Something’s wrong with TV

Commercials are annoying to everyone, but sometimes I feel like I have a special kind of annoyance. Most people don’t enjoy having their shows interrupted, and I often feel the same way. But why does every commercial on television have to be a sexist, racist, offensive insult to my intelligence?

Some people say it’s my own fault for watching “Passions,” but on the rare occasions when I tune in during the day I am bombarded by sexist crap.

There’s mommy, wiping up your spill, fixing your yummies, dancing with the Swiffer. Doesn’t she look content with her happy heterosexual house of Lysol?

Whoops! Here comes inept dad, bumbling in to ruin another batch of Shake ‘n’ Bake and bathe the children in the anti-freeze. That dad, what a loser! Thank goodness choosy moms choose Jif and momma’s got the magic of Clorox.

Why can’t daddy, mommy’s lesbian partner, the guy on the couch or, heaven forbid, one of those damn kids use a paper towel? Even the nuclear family has some variation in who makes the Hamburger Helper. I think dad, perhaps even if he only had one arm and a double-digit IQ, could handle placing a 2000 Flushes in a toilet bowel. And he does.

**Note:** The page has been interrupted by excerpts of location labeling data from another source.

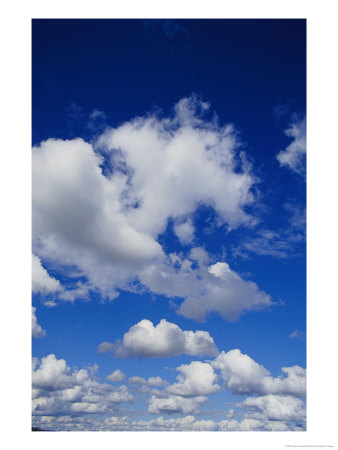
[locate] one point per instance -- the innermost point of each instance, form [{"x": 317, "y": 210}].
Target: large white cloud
[
  {"x": 175, "y": 404},
  {"x": 78, "y": 218},
  {"x": 294, "y": 154},
  {"x": 165, "y": 339},
  {"x": 117, "y": 375},
  {"x": 275, "y": 407},
  {"x": 103, "y": 215},
  {"x": 58, "y": 391},
  {"x": 41, "y": 280},
  {"x": 196, "y": 378},
  {"x": 243, "y": 376},
  {"x": 37, "y": 330},
  {"x": 205, "y": 287}
]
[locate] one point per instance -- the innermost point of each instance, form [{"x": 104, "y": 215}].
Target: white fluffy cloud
[
  {"x": 37, "y": 330},
  {"x": 104, "y": 216},
  {"x": 78, "y": 217},
  {"x": 165, "y": 339},
  {"x": 151, "y": 381},
  {"x": 184, "y": 231},
  {"x": 189, "y": 161},
  {"x": 275, "y": 407},
  {"x": 294, "y": 154},
  {"x": 187, "y": 423},
  {"x": 58, "y": 391},
  {"x": 205, "y": 287},
  {"x": 117, "y": 375},
  {"x": 41, "y": 280},
  {"x": 196, "y": 378},
  {"x": 243, "y": 376},
  {"x": 175, "y": 404}
]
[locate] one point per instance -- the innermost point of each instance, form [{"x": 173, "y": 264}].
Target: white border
[{"x": 15, "y": 226}]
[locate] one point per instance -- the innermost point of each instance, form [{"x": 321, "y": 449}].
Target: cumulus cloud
[
  {"x": 205, "y": 287},
  {"x": 186, "y": 423},
  {"x": 196, "y": 378},
  {"x": 248, "y": 424},
  {"x": 184, "y": 231},
  {"x": 243, "y": 376},
  {"x": 293, "y": 156},
  {"x": 37, "y": 330},
  {"x": 78, "y": 218},
  {"x": 165, "y": 339},
  {"x": 297, "y": 335},
  {"x": 152, "y": 381},
  {"x": 117, "y": 375},
  {"x": 175, "y": 404},
  {"x": 59, "y": 391},
  {"x": 101, "y": 210},
  {"x": 275, "y": 407},
  {"x": 41, "y": 280}
]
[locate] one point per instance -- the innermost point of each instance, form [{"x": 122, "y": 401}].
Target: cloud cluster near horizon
[{"x": 270, "y": 402}]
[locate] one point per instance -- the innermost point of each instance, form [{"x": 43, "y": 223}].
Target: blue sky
[{"x": 169, "y": 185}]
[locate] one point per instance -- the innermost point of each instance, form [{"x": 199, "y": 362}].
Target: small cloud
[
  {"x": 297, "y": 335},
  {"x": 293, "y": 156},
  {"x": 37, "y": 331},
  {"x": 117, "y": 375},
  {"x": 163, "y": 340}
]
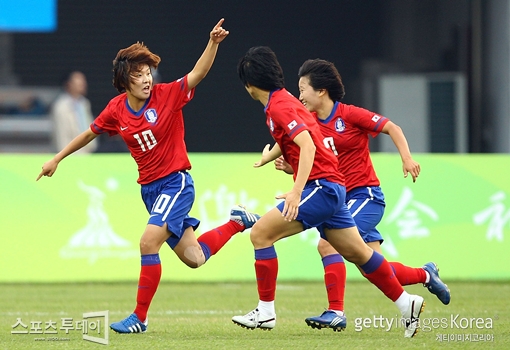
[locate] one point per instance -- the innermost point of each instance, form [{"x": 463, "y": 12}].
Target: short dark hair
[
  {"x": 130, "y": 60},
  {"x": 259, "y": 67},
  {"x": 323, "y": 75}
]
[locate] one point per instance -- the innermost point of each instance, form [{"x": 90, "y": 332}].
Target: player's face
[
  {"x": 307, "y": 95},
  {"x": 141, "y": 83}
]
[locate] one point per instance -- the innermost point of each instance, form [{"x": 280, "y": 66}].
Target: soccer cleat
[
  {"x": 411, "y": 317},
  {"x": 328, "y": 319},
  {"x": 252, "y": 320},
  {"x": 130, "y": 324},
  {"x": 435, "y": 285},
  {"x": 243, "y": 217}
]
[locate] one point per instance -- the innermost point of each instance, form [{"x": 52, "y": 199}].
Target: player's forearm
[
  {"x": 306, "y": 157},
  {"x": 203, "y": 64},
  {"x": 77, "y": 143},
  {"x": 400, "y": 141},
  {"x": 274, "y": 153}
]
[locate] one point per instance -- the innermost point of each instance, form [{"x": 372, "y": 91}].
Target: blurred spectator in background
[
  {"x": 71, "y": 113},
  {"x": 31, "y": 106}
]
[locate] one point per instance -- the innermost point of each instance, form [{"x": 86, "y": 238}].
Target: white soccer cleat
[
  {"x": 411, "y": 318},
  {"x": 243, "y": 217},
  {"x": 252, "y": 320}
]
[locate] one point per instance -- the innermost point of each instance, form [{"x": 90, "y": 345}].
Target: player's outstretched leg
[
  {"x": 435, "y": 285},
  {"x": 130, "y": 324},
  {"x": 266, "y": 271}
]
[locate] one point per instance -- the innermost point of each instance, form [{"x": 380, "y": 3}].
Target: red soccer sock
[
  {"x": 335, "y": 275},
  {"x": 266, "y": 271},
  {"x": 408, "y": 275},
  {"x": 378, "y": 271},
  {"x": 150, "y": 276},
  {"x": 216, "y": 238}
]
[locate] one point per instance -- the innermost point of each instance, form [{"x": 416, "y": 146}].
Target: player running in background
[
  {"x": 150, "y": 121},
  {"x": 317, "y": 198},
  {"x": 346, "y": 129}
]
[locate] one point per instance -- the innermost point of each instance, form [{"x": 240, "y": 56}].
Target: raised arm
[
  {"x": 205, "y": 61},
  {"x": 80, "y": 141},
  {"x": 400, "y": 141}
]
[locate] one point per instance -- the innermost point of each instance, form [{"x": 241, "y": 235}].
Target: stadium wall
[{"x": 84, "y": 223}]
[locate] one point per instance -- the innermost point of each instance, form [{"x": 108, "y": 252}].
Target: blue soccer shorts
[
  {"x": 323, "y": 206},
  {"x": 169, "y": 200},
  {"x": 366, "y": 205}
]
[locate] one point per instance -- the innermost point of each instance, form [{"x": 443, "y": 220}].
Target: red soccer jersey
[
  {"x": 155, "y": 134},
  {"x": 286, "y": 117},
  {"x": 346, "y": 130}
]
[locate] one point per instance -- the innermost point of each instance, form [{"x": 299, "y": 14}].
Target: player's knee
[
  {"x": 325, "y": 248},
  {"x": 194, "y": 257}
]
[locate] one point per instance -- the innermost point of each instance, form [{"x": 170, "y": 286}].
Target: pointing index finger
[{"x": 219, "y": 23}]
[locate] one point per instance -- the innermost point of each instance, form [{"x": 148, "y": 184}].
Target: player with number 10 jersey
[{"x": 154, "y": 134}]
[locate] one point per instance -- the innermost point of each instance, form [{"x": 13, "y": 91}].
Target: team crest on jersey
[
  {"x": 339, "y": 125},
  {"x": 151, "y": 115}
]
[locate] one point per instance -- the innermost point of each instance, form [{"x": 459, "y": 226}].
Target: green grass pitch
[{"x": 198, "y": 316}]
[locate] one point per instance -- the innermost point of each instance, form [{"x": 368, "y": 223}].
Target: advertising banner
[{"x": 85, "y": 222}]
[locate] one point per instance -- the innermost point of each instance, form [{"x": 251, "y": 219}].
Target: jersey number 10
[{"x": 148, "y": 142}]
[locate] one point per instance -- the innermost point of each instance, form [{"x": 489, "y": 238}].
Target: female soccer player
[
  {"x": 346, "y": 129},
  {"x": 317, "y": 198},
  {"x": 150, "y": 121}
]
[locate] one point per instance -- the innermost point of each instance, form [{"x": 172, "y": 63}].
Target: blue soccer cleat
[
  {"x": 243, "y": 217},
  {"x": 130, "y": 324},
  {"x": 411, "y": 316},
  {"x": 328, "y": 319},
  {"x": 435, "y": 285}
]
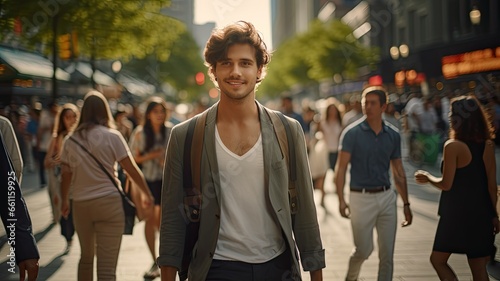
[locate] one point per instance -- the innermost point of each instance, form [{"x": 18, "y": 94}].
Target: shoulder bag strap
[
  {"x": 193, "y": 147},
  {"x": 103, "y": 169},
  {"x": 284, "y": 133}
]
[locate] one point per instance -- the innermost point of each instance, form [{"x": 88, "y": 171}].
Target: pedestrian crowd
[{"x": 228, "y": 190}]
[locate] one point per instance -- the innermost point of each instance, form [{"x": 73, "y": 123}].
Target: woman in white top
[
  {"x": 65, "y": 122},
  {"x": 97, "y": 205},
  {"x": 330, "y": 126},
  {"x": 148, "y": 145}
]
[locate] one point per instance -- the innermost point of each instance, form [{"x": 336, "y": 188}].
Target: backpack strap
[
  {"x": 284, "y": 134},
  {"x": 193, "y": 147}
]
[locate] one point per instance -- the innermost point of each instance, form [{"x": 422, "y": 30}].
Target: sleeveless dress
[{"x": 466, "y": 211}]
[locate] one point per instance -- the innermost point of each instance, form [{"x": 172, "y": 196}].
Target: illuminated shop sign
[
  {"x": 471, "y": 62},
  {"x": 26, "y": 83}
]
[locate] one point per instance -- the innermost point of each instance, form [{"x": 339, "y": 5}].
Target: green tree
[
  {"x": 318, "y": 54},
  {"x": 178, "y": 69},
  {"x": 106, "y": 29}
]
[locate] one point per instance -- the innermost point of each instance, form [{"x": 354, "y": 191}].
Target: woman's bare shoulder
[{"x": 454, "y": 144}]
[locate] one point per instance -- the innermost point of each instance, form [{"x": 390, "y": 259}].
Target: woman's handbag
[
  {"x": 128, "y": 205},
  {"x": 142, "y": 212}
]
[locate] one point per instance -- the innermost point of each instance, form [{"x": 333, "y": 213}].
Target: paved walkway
[{"x": 413, "y": 244}]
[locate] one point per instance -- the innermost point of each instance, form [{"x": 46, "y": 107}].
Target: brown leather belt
[{"x": 375, "y": 189}]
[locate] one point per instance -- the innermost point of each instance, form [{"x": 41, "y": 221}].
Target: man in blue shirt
[{"x": 372, "y": 147}]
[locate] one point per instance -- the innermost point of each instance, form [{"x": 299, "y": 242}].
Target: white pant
[{"x": 369, "y": 211}]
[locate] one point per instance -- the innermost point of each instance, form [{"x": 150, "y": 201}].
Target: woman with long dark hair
[
  {"x": 65, "y": 122},
  {"x": 148, "y": 145},
  {"x": 468, "y": 217}
]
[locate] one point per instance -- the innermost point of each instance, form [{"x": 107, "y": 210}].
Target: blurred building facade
[{"x": 439, "y": 44}]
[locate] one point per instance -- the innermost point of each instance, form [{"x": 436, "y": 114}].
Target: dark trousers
[
  {"x": 277, "y": 269},
  {"x": 41, "y": 167},
  {"x": 67, "y": 226}
]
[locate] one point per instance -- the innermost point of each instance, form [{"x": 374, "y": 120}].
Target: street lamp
[{"x": 403, "y": 51}]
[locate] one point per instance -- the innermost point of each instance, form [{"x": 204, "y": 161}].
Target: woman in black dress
[{"x": 468, "y": 219}]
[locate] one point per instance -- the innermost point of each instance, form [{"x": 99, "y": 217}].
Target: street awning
[
  {"x": 135, "y": 85},
  {"x": 31, "y": 64},
  {"x": 104, "y": 83}
]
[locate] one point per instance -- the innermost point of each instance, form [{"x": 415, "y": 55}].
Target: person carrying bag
[{"x": 97, "y": 207}]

But not only are commercials lame and distant from reality, they’re trying to sell more than peanut butter and bleach. They’re even selling more than the idea of how your life will be easier with the product. They aim to show how their crap fits into the idealized life their female demographic failed to build themselves and are now scrambling to create. Not only do Scrubbing Bubbles make mom happy for the moment she’s cleaning the bathtub, they take her one step closer to the life we’re all supposed to want.

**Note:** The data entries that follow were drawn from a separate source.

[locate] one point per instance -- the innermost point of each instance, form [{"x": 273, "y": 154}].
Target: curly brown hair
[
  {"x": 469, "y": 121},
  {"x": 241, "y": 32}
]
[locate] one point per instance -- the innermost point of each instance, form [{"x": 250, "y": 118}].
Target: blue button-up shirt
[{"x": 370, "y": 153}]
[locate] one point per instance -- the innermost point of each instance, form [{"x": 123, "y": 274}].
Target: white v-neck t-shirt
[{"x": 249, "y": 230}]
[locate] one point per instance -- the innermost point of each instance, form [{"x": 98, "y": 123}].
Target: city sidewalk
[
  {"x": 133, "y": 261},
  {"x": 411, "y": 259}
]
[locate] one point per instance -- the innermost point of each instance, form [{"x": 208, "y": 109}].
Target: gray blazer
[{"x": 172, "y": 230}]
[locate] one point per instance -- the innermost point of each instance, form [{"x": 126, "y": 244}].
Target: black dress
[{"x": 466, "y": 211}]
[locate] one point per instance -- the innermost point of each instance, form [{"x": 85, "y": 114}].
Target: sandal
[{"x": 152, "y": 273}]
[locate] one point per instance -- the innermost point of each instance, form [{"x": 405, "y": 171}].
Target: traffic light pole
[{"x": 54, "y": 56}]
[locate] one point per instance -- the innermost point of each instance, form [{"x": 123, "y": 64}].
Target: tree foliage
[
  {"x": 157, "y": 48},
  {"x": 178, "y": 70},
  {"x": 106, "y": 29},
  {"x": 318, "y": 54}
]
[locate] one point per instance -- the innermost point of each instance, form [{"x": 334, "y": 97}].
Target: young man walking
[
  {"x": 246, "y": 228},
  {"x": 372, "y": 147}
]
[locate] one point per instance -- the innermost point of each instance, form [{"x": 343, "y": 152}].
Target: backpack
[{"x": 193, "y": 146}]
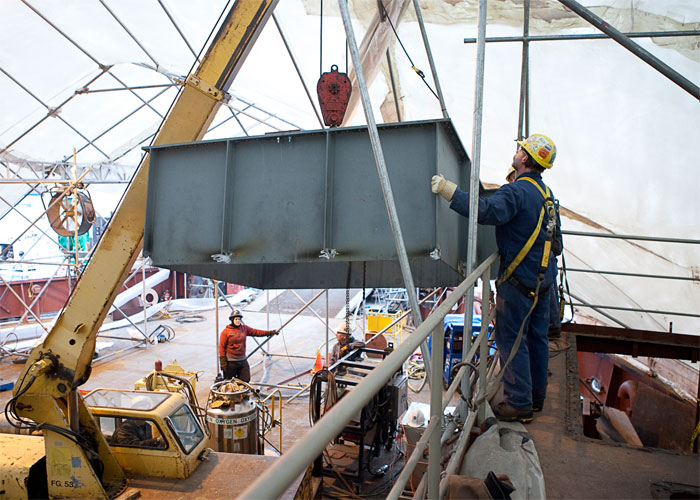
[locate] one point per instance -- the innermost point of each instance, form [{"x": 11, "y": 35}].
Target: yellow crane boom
[{"x": 79, "y": 461}]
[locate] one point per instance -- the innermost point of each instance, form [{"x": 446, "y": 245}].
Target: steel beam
[{"x": 607, "y": 339}]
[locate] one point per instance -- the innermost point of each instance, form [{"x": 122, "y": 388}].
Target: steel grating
[{"x": 306, "y": 209}]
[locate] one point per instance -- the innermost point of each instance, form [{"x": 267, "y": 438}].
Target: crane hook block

Commercials also target people by race, and they do it in the most obvious and bizarre ways possible. If you make a commercial with black people and white people in it, it has to be the diversity commercial that also includes a token member of every other ethnicity.

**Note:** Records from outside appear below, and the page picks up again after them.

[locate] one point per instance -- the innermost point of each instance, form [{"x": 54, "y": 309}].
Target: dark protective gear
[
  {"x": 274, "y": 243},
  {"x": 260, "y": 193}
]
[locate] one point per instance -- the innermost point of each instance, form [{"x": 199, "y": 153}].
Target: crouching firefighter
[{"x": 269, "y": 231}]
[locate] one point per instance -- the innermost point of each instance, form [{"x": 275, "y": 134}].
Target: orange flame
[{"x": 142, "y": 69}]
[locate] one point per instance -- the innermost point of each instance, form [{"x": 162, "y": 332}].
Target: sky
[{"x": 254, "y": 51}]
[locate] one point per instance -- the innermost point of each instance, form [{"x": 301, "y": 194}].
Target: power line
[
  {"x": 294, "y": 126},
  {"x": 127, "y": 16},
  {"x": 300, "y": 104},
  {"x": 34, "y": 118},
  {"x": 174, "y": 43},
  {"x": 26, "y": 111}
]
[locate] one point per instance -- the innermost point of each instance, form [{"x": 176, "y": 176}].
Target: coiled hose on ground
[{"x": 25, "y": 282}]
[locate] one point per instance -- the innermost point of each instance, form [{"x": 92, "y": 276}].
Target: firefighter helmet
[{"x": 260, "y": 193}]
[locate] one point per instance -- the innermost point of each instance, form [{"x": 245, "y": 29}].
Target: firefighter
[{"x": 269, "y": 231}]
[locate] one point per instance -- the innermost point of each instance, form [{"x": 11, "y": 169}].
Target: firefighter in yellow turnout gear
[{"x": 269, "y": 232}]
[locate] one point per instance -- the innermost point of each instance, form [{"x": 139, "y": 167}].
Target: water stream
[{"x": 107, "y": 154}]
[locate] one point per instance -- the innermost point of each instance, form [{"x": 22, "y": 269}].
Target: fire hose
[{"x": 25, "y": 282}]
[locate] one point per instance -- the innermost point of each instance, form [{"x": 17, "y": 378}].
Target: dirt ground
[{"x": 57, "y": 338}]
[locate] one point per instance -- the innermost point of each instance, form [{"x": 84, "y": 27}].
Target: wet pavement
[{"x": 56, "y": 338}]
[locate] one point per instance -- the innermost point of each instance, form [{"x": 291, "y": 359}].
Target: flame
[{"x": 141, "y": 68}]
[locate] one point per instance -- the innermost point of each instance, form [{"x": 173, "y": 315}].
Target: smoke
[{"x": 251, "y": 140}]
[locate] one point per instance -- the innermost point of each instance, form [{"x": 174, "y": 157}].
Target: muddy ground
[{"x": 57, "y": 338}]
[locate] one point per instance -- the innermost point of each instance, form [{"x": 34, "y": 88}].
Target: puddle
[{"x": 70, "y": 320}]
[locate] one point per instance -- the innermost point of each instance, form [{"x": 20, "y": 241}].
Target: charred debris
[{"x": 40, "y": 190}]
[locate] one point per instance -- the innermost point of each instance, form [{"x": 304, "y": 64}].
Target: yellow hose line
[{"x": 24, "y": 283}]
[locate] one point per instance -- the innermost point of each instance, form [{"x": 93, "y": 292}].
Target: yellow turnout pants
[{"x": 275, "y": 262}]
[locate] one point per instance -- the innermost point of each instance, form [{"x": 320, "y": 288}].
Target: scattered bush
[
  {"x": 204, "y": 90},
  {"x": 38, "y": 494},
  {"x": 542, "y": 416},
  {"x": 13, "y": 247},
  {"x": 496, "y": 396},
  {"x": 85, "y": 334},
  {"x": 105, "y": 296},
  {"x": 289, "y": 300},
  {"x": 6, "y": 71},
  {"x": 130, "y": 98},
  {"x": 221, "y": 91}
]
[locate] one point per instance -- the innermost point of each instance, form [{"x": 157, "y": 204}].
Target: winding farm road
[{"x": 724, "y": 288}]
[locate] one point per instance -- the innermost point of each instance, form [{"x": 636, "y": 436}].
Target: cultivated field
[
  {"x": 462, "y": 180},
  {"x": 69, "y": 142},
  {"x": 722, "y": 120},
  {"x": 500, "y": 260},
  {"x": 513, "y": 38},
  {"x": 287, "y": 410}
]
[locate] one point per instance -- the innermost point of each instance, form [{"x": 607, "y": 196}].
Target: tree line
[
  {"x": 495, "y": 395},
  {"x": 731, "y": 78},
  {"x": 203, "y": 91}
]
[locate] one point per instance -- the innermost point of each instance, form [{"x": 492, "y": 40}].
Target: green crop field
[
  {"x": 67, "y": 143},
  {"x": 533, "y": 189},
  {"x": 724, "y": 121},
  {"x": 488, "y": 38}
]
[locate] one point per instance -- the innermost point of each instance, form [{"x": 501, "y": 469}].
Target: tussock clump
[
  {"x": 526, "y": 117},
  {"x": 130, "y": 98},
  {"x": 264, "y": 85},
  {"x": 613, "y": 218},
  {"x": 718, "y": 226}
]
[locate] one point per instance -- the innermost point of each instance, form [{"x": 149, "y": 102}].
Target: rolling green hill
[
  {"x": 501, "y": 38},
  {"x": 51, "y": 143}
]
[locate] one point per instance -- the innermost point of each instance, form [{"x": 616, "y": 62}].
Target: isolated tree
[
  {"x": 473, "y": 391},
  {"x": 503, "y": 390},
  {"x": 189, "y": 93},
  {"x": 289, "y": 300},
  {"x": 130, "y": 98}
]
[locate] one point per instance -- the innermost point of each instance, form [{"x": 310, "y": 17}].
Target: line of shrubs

Targeting just a black audience usually involves a racist caricature of black Americans. McDonald’s commercials with white people actually picture them sitting in the restaurant, eating the food and playing with the Happy Meal toys. Others feature cute children playing cute pranks to trick their parents into taking them to McDonald’s. But when McDonald’s decides to make a commercial with black people, they’re loitering on a corner, rapping about cheeseburgers.

Kool-Aid has taken the “black people” commercial in a particularly offensive new direction. Every version of the black Kool-Aid commercial features a house bursting with a giant family of folksy black caricatures, gushing and rhapsodizing about Kool-Aid. Now I know every commercial involves the actors becoming overly excited about the product, but Kool-Aid seems to posture itself as the glue that holds black families together.

The teenage girl commercials have to be my absolute favorite. As everyone knows, teenage girls’ interests are few and simple: clothes, talking on the phone, boy bands and the prom. Does every department store commercial have to involve a girl changing her clothes a billion times before going out with some lame-o? I adore the one where the girl can’t pause her phone conversation long enough to eat a taco and ends up bound and gagged with the phone cord.

Yeah, these commercials are obviously lame and insulting to the average person’s intelligence. But they work, and that’s why we keep seeing them. Commercials and TV shows that try to sell a way of life get into people’s heads. This assault on our senses seems unavoidable doesn’t it?